L’un n’est pas l’outil “au service” de l’autre, ni inversement. L’un et l’autre se complètent et se renforcent pour atteindre conjointement un même objectif : faire vivre la marque auprès des consommateurs, la rendre “désirable” et mémorable. Avec malgré tout des angles de vue différents et complémentaires.

Un point sur le design et le marketing

Marketing et design ne s’opposent pas. Ils se complètent, interagissent, se contraignent et se stimulent. Ces deux disciplines partagent des objectifs similaires dont ceux de la désirabilité, mais celle-ci ne repose pas sur les mêmes critères.

 

Le marketing cherche à séduire par l’émotion.

 

Vis-à-vis du « consommateur », le marketing et le design n’utilisent pas la même approche. Ceci mène parfois à des incompréhensions entre les professionnels de ces deux disciplines, encore trop peu habitués à travailler ensemble durant leurs études.[1]

 

Les marketers proposent principalement une « innovation émotionnelle ».

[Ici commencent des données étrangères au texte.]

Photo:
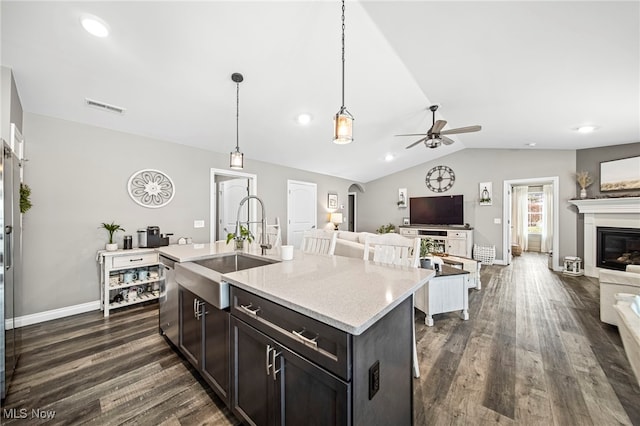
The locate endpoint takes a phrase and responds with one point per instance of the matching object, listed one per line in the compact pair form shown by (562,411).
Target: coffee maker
(151,237)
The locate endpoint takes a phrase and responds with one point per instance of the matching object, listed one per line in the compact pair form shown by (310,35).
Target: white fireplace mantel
(608,205)
(621,212)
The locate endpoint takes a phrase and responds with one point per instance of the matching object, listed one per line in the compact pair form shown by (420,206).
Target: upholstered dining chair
(394,249)
(274,234)
(319,241)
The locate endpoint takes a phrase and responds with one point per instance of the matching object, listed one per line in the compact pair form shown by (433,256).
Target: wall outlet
(374,379)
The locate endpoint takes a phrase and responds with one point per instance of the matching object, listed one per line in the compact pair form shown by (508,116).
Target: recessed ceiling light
(586,129)
(95,26)
(303,118)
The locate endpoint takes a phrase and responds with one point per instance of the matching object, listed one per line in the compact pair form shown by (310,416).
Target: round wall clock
(151,188)
(440,179)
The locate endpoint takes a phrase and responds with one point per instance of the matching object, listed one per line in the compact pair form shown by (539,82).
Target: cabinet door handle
(266,360)
(274,355)
(198,310)
(308,342)
(253,312)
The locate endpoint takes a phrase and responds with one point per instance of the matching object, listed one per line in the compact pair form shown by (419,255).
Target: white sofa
(628,310)
(612,282)
(351,244)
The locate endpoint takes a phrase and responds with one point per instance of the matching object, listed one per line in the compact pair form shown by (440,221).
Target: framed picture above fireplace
(620,175)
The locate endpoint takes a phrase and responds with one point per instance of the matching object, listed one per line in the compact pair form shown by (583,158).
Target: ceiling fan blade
(415,143)
(467,129)
(445,140)
(437,126)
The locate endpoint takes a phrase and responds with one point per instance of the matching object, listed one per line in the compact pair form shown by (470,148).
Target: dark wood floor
(533,352)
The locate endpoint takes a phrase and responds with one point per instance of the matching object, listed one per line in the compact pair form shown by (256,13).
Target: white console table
(456,241)
(466,264)
(445,292)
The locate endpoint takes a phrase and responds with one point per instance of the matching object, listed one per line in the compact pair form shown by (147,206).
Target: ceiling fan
(436,136)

Le marketing cherche à influencer le comportement d’achat des consommateurs en jouant sur la valeur perçue de la marque. C’est de là que naissent les émotions, l’envie, le coup de cœur et donc l’achat. Le marketing, guidé par cette soif de désirabilité vis-à-vis du consommateur, a parfois dévié de son objectif initial pour stimuler des attentes plutôt que de communiquer sur des réponses à des attentes existantes, ce qui a entrainé un certain rejet du marketing traditionnel par la société.

 

Par ailleurs, les techniques marketing se basent beaucoup sur le questionnement direct d’un panel de consommateurs, ce qui assure une certaine efficacité mais mène surtout à l’innovation incrémentale comme le rappelait fin 2015 Michaël Haddad, chez L’Oréal Recherche et Innovation, dans cet article :

 

« Si je demande à mon client ce qu’il veut, que je le conçois, que j’estime un prix juste, que je sais en faire la promotion et le distribuer, alors le succès sera au rendez-vous.

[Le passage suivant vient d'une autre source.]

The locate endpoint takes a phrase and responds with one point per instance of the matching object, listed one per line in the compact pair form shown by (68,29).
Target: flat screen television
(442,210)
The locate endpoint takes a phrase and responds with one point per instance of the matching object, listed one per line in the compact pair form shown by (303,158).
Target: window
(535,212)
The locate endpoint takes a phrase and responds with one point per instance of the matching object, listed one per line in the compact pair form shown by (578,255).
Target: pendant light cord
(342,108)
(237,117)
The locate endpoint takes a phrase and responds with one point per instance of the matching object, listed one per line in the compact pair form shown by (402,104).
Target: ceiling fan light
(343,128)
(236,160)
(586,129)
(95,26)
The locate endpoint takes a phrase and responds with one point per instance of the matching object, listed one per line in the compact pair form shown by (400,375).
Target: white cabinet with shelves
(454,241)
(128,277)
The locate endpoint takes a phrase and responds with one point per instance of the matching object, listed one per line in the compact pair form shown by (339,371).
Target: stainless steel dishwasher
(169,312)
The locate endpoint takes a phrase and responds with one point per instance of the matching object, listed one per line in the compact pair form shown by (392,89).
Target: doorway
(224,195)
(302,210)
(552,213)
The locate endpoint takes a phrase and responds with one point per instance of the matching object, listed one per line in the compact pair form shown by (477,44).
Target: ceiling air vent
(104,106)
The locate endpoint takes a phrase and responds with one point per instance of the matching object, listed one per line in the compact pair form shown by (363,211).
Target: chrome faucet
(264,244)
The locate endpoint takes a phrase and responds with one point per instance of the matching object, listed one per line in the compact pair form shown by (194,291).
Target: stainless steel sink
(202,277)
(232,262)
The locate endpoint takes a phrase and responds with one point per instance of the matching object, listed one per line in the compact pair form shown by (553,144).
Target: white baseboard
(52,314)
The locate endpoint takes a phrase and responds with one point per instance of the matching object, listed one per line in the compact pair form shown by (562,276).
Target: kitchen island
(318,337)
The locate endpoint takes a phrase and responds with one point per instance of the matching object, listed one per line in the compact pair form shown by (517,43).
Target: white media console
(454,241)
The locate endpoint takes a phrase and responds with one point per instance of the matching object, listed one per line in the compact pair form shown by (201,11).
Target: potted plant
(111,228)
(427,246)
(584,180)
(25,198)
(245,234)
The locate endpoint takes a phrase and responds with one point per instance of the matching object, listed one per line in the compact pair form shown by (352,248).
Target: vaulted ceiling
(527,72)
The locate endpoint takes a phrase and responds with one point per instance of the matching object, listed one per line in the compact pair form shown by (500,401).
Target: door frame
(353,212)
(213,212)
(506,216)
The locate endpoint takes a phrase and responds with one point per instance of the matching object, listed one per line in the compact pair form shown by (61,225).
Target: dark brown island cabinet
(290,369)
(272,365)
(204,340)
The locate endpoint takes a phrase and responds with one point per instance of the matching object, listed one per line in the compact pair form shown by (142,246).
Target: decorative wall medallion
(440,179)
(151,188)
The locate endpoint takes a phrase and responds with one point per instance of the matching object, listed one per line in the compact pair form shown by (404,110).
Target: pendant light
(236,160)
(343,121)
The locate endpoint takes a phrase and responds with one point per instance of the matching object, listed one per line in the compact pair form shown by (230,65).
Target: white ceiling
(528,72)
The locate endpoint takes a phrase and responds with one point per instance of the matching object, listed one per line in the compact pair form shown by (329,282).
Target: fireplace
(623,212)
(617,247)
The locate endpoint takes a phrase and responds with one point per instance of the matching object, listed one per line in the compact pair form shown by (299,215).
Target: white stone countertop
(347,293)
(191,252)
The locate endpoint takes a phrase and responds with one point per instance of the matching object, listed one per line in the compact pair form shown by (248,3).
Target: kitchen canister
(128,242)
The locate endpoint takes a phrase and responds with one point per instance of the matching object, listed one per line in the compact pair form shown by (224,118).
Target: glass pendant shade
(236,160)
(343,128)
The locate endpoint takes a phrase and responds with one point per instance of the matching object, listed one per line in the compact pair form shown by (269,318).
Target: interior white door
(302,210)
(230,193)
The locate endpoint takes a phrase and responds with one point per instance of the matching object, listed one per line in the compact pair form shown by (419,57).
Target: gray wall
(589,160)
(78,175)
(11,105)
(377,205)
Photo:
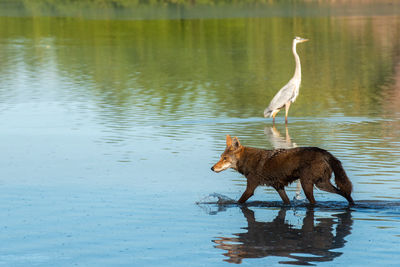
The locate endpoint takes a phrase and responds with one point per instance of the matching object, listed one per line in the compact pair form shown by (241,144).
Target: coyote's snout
(280,167)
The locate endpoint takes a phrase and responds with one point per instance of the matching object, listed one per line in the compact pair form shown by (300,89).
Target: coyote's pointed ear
(235,143)
(228,140)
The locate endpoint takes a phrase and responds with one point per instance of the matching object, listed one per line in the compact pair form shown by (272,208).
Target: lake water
(110,123)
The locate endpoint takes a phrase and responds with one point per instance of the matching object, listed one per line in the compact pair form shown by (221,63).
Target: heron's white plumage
(290,91)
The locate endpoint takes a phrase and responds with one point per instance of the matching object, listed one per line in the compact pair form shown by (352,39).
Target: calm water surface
(109,128)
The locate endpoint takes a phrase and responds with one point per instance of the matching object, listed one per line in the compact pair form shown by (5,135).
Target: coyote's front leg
(248,193)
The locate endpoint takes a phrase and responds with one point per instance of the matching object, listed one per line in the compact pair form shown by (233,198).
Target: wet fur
(280,167)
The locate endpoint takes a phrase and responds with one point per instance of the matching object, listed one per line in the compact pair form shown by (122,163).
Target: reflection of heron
(278,141)
(290,91)
(301,246)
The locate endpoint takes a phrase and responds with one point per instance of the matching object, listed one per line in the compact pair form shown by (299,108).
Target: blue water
(109,129)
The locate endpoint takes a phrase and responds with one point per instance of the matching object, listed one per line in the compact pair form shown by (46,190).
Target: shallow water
(110,126)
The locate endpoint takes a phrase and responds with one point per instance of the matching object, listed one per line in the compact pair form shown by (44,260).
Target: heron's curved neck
(297,72)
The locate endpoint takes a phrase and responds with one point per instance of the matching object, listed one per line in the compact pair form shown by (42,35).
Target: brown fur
(280,167)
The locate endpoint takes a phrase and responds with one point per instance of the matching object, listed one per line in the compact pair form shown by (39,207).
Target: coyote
(280,167)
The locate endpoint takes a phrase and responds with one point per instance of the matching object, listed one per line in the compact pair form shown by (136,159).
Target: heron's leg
(273,116)
(287,106)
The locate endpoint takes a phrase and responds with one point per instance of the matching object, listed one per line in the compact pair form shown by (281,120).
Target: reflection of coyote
(278,238)
(278,168)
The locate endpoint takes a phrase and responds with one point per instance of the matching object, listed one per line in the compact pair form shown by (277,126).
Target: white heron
(290,91)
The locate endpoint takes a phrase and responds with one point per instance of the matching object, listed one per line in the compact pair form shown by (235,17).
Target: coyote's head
(230,156)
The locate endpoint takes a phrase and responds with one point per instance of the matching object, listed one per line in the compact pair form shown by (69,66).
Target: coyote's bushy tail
(342,181)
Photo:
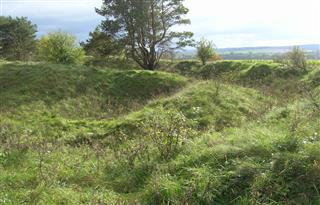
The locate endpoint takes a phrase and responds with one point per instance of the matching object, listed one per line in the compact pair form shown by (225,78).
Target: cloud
(229,23)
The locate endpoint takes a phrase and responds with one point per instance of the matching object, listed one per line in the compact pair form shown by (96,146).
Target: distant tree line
(17,38)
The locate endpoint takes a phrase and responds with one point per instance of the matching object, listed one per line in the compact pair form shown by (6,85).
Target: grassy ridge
(236,137)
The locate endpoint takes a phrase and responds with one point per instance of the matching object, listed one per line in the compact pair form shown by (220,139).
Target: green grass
(231,132)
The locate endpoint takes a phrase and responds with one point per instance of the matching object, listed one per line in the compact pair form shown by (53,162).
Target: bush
(205,50)
(60,47)
(297,58)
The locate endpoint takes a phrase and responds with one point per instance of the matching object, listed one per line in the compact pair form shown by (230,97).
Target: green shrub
(60,47)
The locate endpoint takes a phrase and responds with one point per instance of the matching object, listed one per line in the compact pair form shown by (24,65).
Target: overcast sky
(229,23)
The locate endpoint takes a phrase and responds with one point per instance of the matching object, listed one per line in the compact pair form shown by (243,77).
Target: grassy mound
(99,136)
(79,91)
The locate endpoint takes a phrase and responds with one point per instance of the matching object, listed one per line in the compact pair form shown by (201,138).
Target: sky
(228,23)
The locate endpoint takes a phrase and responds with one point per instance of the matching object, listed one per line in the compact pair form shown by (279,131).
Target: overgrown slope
(99,136)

C’est évidemment une méthode qui a porté ses fruits. Elle a ses limites : bien souvent, en négligeant le rôle du créatif et en le délégant au client, elle produit surtout des innovations incrémentales. En effet, l’utilisateur « lambda » demandera facilement un produit plus beau, plus léger, plus économe ou un service plus rapide, à domicile… Mais sans connaissances des contraintes réglementaires ou industrielles, la boîte à idées des clients est souvent pleine de projets infaisables. Ou, à l’inverse, ne pouvant connaître les technologies émergentes, ils ne peuvent proposer la rupture. »

 

L’innovation d’expérience, celle qui est de plus en plus recherchée par les marques, se situe en réalité au croisement des composantes humaine, économique et technologique, comme l’illustre le schéma suivant proposé par l’agence de design IDEO :

 piliers innovation

Ceci amène les différents professionnels – ingénieurs, designers, marketers, entre autres – à travailler ensemble.

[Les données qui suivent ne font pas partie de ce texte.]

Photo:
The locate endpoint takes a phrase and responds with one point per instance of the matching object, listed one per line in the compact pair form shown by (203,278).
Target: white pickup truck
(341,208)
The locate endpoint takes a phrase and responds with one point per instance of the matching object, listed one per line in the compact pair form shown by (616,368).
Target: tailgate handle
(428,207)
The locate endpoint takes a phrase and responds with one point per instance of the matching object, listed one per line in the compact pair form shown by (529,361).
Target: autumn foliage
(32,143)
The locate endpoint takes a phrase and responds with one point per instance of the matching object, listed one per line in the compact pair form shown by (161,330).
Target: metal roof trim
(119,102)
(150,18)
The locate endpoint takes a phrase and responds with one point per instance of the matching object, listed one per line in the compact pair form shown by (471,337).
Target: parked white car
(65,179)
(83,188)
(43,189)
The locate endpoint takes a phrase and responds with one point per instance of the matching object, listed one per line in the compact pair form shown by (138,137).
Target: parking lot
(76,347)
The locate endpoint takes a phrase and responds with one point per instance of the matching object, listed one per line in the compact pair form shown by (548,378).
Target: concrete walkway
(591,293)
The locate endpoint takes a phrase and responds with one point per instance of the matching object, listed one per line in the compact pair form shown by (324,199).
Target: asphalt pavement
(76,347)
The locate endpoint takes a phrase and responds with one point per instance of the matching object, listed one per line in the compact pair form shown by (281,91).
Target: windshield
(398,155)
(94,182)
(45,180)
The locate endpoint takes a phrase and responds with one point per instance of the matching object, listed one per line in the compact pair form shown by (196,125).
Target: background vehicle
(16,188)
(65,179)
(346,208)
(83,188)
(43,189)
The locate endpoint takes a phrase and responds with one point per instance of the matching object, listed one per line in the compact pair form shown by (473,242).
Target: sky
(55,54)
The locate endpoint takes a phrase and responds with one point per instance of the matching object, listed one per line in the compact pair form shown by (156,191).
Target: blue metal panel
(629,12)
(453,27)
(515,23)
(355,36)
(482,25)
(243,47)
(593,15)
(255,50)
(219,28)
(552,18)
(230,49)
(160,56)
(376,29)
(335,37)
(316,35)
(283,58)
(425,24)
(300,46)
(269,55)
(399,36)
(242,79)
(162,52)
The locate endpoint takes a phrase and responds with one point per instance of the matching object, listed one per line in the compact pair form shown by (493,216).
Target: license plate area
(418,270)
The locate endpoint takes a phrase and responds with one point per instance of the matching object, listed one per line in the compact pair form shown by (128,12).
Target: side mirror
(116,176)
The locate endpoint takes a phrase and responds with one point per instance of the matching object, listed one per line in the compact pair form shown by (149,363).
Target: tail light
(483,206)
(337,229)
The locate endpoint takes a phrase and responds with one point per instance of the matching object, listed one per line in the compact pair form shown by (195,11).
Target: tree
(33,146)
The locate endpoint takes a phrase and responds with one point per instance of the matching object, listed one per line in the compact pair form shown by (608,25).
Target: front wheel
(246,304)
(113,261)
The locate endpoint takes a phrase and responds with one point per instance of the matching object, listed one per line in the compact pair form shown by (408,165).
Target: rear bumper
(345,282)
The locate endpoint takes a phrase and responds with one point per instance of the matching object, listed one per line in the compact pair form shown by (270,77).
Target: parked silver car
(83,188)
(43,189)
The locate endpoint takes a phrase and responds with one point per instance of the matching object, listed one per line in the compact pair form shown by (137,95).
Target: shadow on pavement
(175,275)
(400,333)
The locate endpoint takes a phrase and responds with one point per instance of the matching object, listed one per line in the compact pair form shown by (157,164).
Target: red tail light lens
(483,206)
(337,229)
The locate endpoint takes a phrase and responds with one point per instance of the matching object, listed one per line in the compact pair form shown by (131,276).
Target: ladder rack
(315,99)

Au-delà de la sphère de la désirabilité qui le préoccupe, le marketing est souvent le garant de la composante business (marché). Ainsi, au fil du développement du projet, lors des phases de sélection des idées notamment, le marché revient comme un élément d’arbittrage.

 

Le design (re)crée du sens.

 

Le design est ici à considérer sur deux plans :

 

Le design graphique permet d’exprimer la marque.

Le design est souvent réduit à la forme visuelle de la marque : un logo, une identité visuelle, un packaging… Bien sûr, cela fait partie du design. Tout consommateur voit avant tout l’aspect extérieur du produit, c’est ce qui peut le séduire.

Le marketing, depuis longtemps, est client du design graphique mais, pour créer de la valeur aujourd’hui, le design graphique seul ne suffit plus. Il faut générer des émotions issues d’expériences inoubliables, ce qui demande une analyse approfondie de l’utilisateur et de son environnement préfigurant la création de valeur pour ce dernier.

 

Le design comme méthode de conception centrée sur l’humain permet de mieux répondre aux attentes des consommateurs et de créer ces expériences.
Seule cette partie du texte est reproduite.